Islet Allotransplantation With Steroid Free Immunosuppression

Type 1 Diabetes Clinical Trial

Official title:

Sequential Islet Transplantation With Steroid Free Immunosuppression for Type 1 Diabetes

Clinical Trial Details — Status: Completed

Administrative data

• NCT number: NCT00446264
• Other study ID #: CP 01/48
• Secondary ID: PHRCAFSSAPS 0302
• Status: Completed
• Phase: Phase 2
• First received: March 9, 2007
• Last updated: April 23, 2012
• Start date: May 2003
• Est. completion date: February 2009

Study information

• Verified date: February 2009
• Source: University Hospital, Lille
• Contact: n/a
• Is FDA regulated: No
• Health authority: France: Afssaps - Agence française de sécurité sanitaire des produits de santé (Saint-Denis)
• Study type: Interventional

Clinical Trial Summary

The restoration of endogenous insulin secretion carries significant hopes for shifting the paradigm of life long exogenous insulin therapy in selected groups of patients with type 1 diabetes(T1D). After decades of frustrating clinical attempts, the Edmonton group set up in 2000 new standards for islet transplantation in patients with brittle T1D by achieving insulin independence in 80 percent of patients. These seminal results have however proved much more difficult to duplicate than initially expected.

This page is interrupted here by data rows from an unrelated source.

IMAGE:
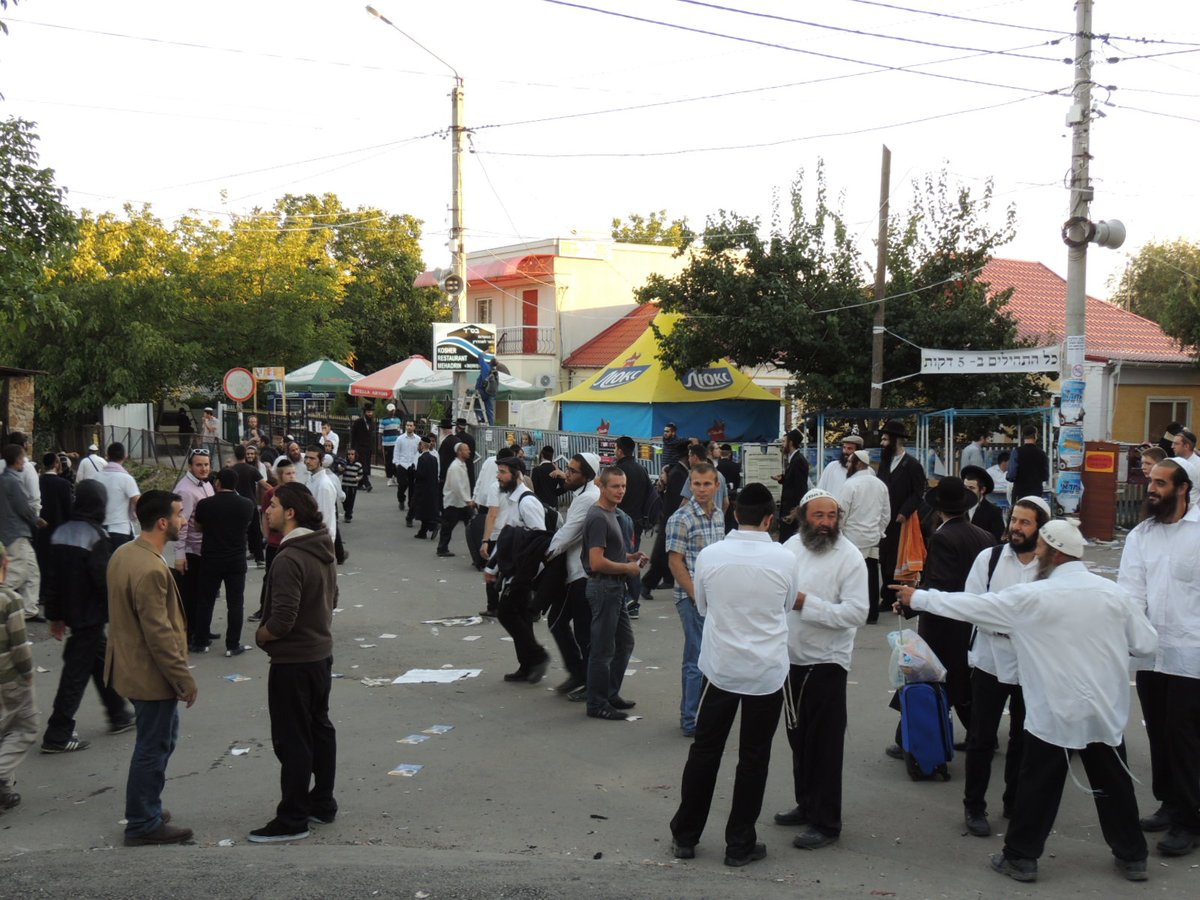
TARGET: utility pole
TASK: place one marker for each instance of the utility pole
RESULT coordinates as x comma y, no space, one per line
881,280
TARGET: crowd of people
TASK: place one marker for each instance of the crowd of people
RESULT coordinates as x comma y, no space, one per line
129,580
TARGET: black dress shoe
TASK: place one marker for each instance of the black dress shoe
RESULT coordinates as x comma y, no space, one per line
977,825
754,856
795,816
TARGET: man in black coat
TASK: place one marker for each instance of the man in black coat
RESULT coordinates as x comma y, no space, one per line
906,484
987,515
795,481
76,595
952,551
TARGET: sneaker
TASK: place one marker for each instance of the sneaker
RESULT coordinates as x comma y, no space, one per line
1017,869
275,832
69,747
162,834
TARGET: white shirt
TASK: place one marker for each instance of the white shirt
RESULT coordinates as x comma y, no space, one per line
406,450
324,490
457,487
865,508
993,651
744,645
833,478
834,585
1073,634
121,490
1161,569
484,481
1192,465
569,538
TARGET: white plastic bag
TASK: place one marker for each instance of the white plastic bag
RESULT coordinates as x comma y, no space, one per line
912,660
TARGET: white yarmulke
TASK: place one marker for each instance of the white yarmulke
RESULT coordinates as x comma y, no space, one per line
1063,535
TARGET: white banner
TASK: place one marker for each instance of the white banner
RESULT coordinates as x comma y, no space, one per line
1027,359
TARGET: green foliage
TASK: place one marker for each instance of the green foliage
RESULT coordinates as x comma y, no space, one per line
655,229
1162,282
36,231
798,299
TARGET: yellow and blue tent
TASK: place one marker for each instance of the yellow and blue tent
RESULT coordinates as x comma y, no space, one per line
637,395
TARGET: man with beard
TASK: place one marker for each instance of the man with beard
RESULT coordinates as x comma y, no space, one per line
953,549
834,475
865,515
1159,568
995,677
905,480
831,580
1073,633
793,481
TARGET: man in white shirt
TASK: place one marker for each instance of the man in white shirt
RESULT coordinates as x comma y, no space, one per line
995,678
834,475
865,513
1183,445
744,660
569,615
123,495
456,503
831,603
405,451
1161,569
1073,633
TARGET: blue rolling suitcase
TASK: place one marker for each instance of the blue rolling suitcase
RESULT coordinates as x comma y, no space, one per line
927,731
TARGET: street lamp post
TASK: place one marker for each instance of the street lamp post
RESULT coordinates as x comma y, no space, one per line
457,229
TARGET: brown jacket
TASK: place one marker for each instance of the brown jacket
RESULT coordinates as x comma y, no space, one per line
147,657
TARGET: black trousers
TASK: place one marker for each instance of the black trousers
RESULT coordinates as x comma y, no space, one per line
514,615
214,574
1170,705
1039,791
988,697
816,731
83,660
714,720
570,625
304,739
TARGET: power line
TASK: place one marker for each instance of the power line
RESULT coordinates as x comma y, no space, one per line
787,48
763,144
871,34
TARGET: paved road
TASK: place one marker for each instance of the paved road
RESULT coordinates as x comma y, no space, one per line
523,798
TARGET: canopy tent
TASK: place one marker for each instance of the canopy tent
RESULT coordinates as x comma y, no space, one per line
442,384
636,395
321,377
385,383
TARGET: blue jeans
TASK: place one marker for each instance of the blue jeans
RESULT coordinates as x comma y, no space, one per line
157,733
690,677
612,640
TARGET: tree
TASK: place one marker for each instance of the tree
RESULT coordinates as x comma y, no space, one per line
655,229
1162,282
36,229
798,299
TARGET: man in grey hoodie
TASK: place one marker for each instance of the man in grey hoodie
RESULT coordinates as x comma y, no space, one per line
297,635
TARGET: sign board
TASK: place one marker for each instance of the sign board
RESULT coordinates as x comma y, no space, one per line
761,463
456,347
1026,359
239,384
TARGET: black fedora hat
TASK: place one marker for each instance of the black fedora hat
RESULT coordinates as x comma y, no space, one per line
978,473
951,496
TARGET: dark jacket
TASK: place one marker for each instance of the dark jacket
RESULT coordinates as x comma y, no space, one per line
75,586
989,517
796,483
301,593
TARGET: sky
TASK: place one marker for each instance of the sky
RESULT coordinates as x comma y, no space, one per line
579,115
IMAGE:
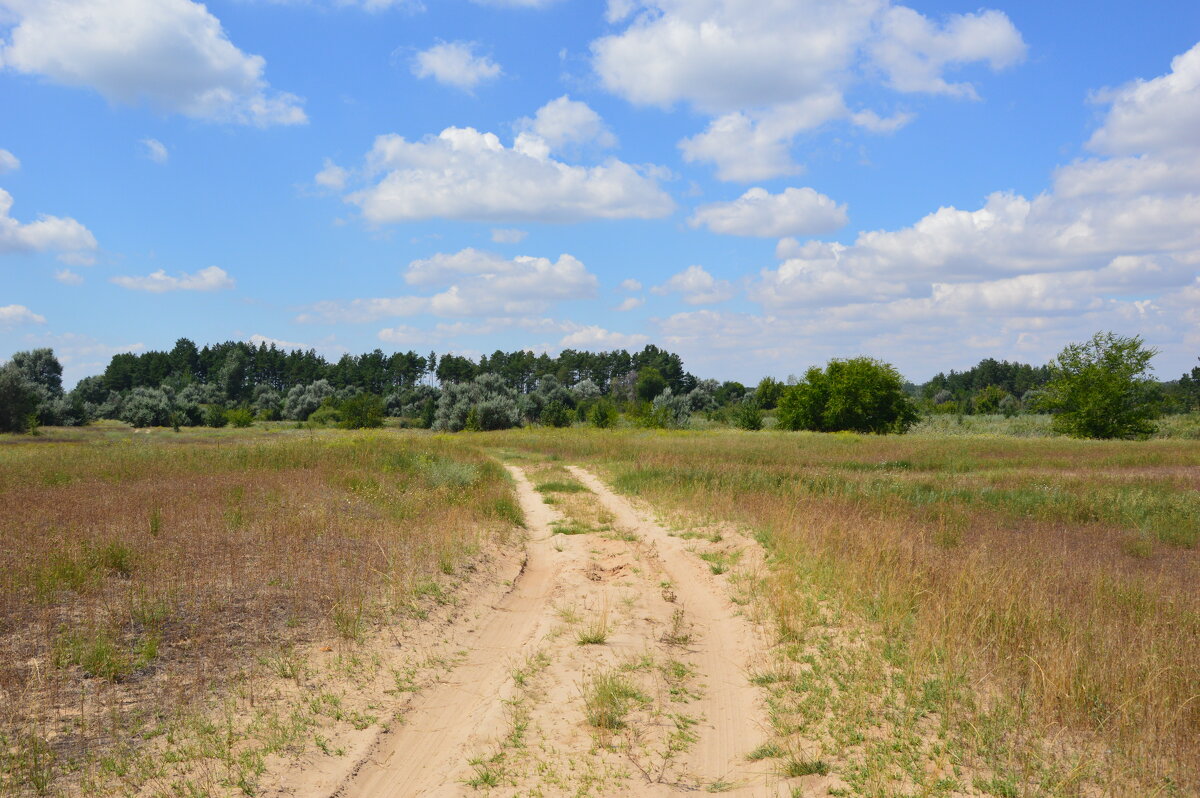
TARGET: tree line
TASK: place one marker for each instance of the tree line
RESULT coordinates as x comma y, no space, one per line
238,383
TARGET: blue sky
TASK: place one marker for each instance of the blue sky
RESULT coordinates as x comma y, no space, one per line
759,185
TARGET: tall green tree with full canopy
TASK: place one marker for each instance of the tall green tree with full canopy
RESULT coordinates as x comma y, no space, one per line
859,395
1103,389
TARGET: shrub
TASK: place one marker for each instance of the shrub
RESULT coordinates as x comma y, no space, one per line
361,412
216,415
1102,389
486,401
325,415
304,400
147,407
859,395
604,414
670,411
556,414
240,417
768,393
649,384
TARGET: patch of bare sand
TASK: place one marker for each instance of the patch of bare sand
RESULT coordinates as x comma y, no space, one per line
516,714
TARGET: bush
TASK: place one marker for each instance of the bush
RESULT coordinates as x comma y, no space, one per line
1102,389
604,414
768,393
649,384
670,412
325,415
216,417
556,414
859,395
747,415
361,412
240,418
147,407
487,402
304,400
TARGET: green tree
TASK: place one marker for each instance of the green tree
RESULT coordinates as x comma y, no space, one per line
768,393
361,412
1103,389
18,399
649,383
859,394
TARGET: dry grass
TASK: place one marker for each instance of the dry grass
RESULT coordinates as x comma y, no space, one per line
1039,594
142,573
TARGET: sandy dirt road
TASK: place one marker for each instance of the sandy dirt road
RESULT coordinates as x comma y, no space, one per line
523,711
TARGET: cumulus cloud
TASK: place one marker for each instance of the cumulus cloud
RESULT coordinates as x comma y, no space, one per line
769,71
155,150
331,177
465,174
696,286
598,339
795,211
455,64
915,52
629,304
508,235
18,315
1113,244
473,283
564,121
48,233
159,282
171,54
279,343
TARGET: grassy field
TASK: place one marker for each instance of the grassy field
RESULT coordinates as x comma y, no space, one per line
1024,610
1039,595
143,575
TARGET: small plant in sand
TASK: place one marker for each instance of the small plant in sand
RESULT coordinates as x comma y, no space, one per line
597,631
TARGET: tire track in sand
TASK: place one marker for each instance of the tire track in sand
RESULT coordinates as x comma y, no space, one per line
465,720
426,754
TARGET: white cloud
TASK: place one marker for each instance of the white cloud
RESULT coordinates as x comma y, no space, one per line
759,213
1114,244
157,282
455,64
508,235
155,150
629,304
172,54
564,121
331,177
913,52
598,339
473,283
697,287
46,234
405,335
769,71
465,174
17,315
279,343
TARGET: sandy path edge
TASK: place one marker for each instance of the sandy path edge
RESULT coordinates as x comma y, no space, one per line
725,648
421,756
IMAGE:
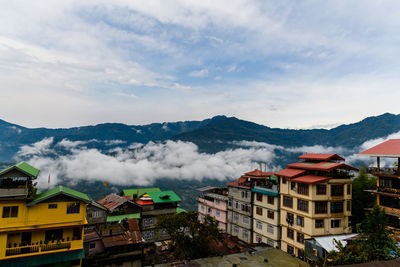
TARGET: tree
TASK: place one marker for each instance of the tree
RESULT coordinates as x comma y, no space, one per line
362,199
374,242
190,237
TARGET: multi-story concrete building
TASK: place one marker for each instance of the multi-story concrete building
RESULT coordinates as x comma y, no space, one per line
266,212
39,229
388,178
213,201
240,204
315,200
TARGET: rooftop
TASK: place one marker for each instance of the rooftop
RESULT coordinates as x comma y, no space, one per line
389,148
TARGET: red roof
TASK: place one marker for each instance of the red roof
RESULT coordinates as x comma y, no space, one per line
320,166
258,173
310,179
290,173
321,156
390,148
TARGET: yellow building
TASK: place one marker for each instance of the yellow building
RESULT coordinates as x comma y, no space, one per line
315,200
39,229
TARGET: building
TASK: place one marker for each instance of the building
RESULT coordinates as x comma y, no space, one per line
153,203
266,211
388,178
315,200
213,201
240,204
39,229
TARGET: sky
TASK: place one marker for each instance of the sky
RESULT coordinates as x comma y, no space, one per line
287,64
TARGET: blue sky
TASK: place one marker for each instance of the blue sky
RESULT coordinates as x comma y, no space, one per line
291,64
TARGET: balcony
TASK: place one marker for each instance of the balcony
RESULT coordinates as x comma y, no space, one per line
37,248
384,171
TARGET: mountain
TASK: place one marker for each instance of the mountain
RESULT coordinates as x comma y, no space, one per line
211,135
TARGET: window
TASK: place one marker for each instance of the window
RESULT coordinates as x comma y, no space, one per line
270,229
337,207
336,190
300,238
73,208
245,234
303,189
290,250
321,189
10,212
270,214
300,221
287,201
319,223
259,225
259,211
148,235
290,218
321,207
293,186
335,223
302,205
148,221
290,233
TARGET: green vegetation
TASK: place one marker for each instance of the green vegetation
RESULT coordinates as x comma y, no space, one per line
190,238
362,199
373,244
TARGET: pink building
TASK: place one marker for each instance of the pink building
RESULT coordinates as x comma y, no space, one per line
213,201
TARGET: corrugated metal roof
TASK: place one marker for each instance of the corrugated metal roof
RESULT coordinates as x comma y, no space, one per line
389,148
321,156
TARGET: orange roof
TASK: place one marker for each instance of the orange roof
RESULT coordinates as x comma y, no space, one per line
290,173
321,156
320,166
310,179
389,148
258,173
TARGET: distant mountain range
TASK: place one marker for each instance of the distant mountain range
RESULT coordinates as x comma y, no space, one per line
211,135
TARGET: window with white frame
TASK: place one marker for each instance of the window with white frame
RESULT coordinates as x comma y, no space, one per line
259,225
270,229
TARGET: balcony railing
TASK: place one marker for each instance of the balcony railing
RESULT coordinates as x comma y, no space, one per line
388,171
37,248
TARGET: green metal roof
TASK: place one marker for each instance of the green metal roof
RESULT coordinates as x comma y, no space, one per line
264,192
180,210
23,167
121,217
140,191
164,196
60,190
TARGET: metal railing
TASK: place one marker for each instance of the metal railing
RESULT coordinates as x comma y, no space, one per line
37,248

This single center phase 2 clinical trial, duplicating the Edmonton protocol, is designed for confirming the consistent short term efficacy and safety of sequential islet allotransplantation with steroid free immunosuppression in patients with severe T1D.

Description:

The short term effectiveness of islet transplantation for alleviating hypoglycemia and controlling glucose homeostasis while limiting or even avoiding the nedd for exogenous insulin has been established despite protocol modifications in donor selection, islet preparation or recipient treatment, insulin independence with adequate metabolic control was however rarely prolonged beyond two years. The most frequently proposed explanations include chronic allogenic rejection, recurrence of autoimmunity and beta cell toxicity from administered immunosuppressive drugs.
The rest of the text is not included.